While the men talked at the end of the driveway, Falley's daughter, Cynthia -- a first-grader at New York School -- climbed behind the wheel of the truck. Cynthia, who lost all her hair in infancy, is mentally comparable to a 4-year-old, Falley said.
But she has the soul of a truck driver.
She turned the truck off, started it again, put it in gear, drove it around the back of the family's house, scraped the side of a trampoline and crashed into a ravine, Rick Falley said.
Cynthia wasn't injured, but the truck suffered minor damage. The asphalt salesman, 22-year-old Joshua James Lee Werner of Whitesboro, Texas, grew agitated and decided to call the Sheriff's Office, Falley said.
"He was just mad because a 7-year-old got into his truck and drove it into the ditch," Falley said. "He said, 'Fine. I'll go call the law.'"
About the time the deputy finished taking the accident report, Lt. Don Crowe of the Douglas County Sheriff's Office got a call from an acquaintance in the Kansas attorney general's consumer-protection division.
The man was calling to warn Crowe that the office had received complaints about an asphalt scam in Douglas County. Crowe relayed that information to a patrol sergeant.
"They said, 'Wow, it looks like that's what we had here,'" said Lt. Ken Massey, a spokesman for the Sheriff's Office.
Because Werner's cell phone number was on the accident report, officers had all the information they needed to set up a sting.
They called Werner and told him the department forgot to take down some information about the wreck, Massey said.
Officers then met him at Fast Eddy's Car Wash, 1020 N. Third St., and arrested him on suspicion of failing to have the license required for a transient merchant -- someone who does business in Kansas fewer than six months out of the year.
Shortly afterward, Atty. Gen. Phil Kline filed a civil suit against Werner and his company, American Paving Co., alleging deceptive business practices.
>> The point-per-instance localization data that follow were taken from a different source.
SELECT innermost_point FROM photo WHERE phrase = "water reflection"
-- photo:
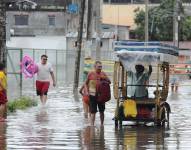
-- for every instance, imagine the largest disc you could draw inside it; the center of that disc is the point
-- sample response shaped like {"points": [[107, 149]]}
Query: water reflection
{"points": [[93, 138], [3, 143], [133, 138]]}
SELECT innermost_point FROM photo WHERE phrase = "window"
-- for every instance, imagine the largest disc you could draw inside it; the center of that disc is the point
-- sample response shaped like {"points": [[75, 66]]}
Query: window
{"points": [[51, 20], [21, 20]]}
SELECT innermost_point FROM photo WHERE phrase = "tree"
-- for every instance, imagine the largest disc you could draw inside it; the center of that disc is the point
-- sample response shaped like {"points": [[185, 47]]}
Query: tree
{"points": [[161, 22], [2, 32]]}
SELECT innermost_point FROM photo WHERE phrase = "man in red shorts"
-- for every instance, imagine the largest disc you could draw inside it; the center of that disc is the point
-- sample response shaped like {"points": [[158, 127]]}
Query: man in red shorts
{"points": [[92, 81], [45, 70]]}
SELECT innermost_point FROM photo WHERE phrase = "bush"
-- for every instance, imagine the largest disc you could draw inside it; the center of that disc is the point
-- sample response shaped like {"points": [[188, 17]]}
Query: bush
{"points": [[20, 103]]}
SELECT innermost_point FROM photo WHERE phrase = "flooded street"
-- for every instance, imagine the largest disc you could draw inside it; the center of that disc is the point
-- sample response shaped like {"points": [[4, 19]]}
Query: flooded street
{"points": [[61, 126]]}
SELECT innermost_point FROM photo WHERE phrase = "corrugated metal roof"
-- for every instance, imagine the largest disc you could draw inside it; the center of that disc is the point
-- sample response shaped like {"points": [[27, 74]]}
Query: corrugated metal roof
{"points": [[104, 35]]}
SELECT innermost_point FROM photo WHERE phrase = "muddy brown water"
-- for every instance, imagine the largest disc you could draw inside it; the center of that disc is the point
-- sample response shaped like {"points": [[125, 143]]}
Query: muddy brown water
{"points": [[61, 126]]}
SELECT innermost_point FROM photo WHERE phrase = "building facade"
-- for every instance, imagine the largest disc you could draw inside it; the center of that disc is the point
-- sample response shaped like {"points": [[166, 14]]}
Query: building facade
{"points": [[40, 17]]}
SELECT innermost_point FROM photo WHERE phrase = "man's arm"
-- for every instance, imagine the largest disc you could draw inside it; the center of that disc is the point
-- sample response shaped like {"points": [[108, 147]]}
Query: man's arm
{"points": [[53, 78]]}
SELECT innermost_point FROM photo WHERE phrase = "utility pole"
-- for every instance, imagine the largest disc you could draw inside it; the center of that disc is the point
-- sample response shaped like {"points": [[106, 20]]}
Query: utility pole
{"points": [[79, 47], [146, 22], [97, 7], [3, 53], [176, 20], [89, 20]]}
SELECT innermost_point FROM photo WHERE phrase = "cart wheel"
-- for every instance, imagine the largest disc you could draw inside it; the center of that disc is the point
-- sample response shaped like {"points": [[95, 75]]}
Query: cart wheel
{"points": [[116, 123], [167, 118], [163, 118], [120, 123]]}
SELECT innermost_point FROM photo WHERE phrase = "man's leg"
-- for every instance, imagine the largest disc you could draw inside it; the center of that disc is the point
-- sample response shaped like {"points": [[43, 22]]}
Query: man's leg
{"points": [[43, 99], [102, 117], [93, 115], [101, 110], [93, 108]]}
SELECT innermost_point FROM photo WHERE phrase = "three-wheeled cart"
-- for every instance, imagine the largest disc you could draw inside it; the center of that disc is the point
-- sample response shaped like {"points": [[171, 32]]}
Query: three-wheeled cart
{"points": [[153, 108]]}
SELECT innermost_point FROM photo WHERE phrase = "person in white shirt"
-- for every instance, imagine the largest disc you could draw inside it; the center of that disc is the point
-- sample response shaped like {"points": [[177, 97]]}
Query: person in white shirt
{"points": [[45, 70]]}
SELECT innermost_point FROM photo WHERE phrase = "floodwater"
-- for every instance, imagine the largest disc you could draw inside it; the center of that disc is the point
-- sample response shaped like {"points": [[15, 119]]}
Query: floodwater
{"points": [[60, 125]]}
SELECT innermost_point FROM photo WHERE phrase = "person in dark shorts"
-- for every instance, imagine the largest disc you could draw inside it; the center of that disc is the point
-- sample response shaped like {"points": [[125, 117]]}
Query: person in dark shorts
{"points": [[92, 81], [45, 70]]}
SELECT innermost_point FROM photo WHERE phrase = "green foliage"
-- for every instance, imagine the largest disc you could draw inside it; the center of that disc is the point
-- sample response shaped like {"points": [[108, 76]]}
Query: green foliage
{"points": [[21, 103], [161, 22]]}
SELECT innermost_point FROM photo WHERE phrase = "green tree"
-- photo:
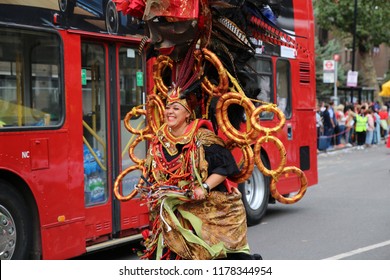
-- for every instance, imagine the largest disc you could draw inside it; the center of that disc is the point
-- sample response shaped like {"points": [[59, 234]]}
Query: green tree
{"points": [[326, 52], [372, 28]]}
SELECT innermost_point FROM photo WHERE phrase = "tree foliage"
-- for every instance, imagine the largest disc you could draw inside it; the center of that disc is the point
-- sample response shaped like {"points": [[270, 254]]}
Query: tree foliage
{"points": [[372, 24], [372, 29]]}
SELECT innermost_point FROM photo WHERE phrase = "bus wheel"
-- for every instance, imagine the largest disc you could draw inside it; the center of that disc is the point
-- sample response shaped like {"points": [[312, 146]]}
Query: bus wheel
{"points": [[112, 21], [66, 6], [255, 195], [15, 224]]}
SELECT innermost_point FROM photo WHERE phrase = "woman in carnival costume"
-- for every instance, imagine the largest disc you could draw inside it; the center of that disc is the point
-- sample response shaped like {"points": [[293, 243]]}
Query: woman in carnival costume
{"points": [[194, 211]]}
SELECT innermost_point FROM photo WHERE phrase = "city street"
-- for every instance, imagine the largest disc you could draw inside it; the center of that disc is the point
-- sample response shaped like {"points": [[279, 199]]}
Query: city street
{"points": [[345, 216]]}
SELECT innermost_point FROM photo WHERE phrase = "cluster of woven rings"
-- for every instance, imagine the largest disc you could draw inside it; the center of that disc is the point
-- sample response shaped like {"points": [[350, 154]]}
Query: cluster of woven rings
{"points": [[245, 140], [237, 139]]}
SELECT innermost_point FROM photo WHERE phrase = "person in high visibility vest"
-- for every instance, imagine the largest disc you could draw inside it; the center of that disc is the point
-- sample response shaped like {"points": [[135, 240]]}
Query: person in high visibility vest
{"points": [[361, 126]]}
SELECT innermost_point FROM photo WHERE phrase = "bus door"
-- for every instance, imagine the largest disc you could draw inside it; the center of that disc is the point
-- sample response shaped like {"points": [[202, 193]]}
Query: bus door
{"points": [[94, 82], [133, 215], [107, 96]]}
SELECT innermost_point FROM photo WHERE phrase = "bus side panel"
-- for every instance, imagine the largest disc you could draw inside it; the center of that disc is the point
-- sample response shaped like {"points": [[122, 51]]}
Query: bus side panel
{"points": [[60, 239]]}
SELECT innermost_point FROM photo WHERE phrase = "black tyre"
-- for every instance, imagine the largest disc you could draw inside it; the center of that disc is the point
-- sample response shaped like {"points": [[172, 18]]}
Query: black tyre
{"points": [[112, 18], [66, 6], [255, 195], [15, 224]]}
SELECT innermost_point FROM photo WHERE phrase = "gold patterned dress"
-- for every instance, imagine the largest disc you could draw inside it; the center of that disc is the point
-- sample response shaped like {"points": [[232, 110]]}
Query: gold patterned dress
{"points": [[184, 228]]}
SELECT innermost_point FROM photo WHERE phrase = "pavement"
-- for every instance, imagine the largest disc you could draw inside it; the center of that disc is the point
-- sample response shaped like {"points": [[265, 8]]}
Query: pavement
{"points": [[347, 146]]}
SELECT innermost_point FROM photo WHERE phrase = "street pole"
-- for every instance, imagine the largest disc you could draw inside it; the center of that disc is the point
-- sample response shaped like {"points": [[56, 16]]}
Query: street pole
{"points": [[335, 84], [354, 35], [354, 42]]}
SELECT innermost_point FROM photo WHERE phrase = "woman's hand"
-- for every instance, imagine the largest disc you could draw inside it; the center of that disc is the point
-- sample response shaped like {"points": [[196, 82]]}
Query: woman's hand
{"points": [[199, 193]]}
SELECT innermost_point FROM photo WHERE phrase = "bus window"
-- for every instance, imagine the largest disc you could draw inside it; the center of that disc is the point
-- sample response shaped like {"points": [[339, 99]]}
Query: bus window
{"points": [[283, 91], [30, 79], [130, 62], [263, 73], [94, 124]]}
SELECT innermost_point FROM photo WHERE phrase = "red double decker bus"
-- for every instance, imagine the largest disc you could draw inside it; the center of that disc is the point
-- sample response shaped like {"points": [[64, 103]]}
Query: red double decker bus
{"points": [[69, 72]]}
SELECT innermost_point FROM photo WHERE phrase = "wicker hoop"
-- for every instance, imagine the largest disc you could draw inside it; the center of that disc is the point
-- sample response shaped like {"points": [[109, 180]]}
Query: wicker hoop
{"points": [[289, 200]]}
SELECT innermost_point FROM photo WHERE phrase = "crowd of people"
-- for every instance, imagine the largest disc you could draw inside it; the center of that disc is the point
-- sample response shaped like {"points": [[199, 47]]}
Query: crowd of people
{"points": [[361, 125]]}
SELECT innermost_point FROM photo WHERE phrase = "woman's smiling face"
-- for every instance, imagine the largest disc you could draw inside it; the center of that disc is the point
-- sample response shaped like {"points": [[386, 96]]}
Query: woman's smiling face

Bill Hoyt, a spokesman for Kline's office, said the company could be liable for up to $10,000 for each solicitation or sale.
Hoyt said he couldn't say how many people claimed they were harmed by the business.
Werner is free on bond and scheduled to make a first appearance May 28 in Douglas County District Court.
Massey said the case was a good example of what law-enforcement agencies could accomplish when they communicated well.
He also admitted the arrest might not have happened without the curiosity of Cynthia Falley.
"That got the ball rolling," Massey said. "Without the girl having the minor accident, chances are, to be quite frank with you, we wouldn't have found him."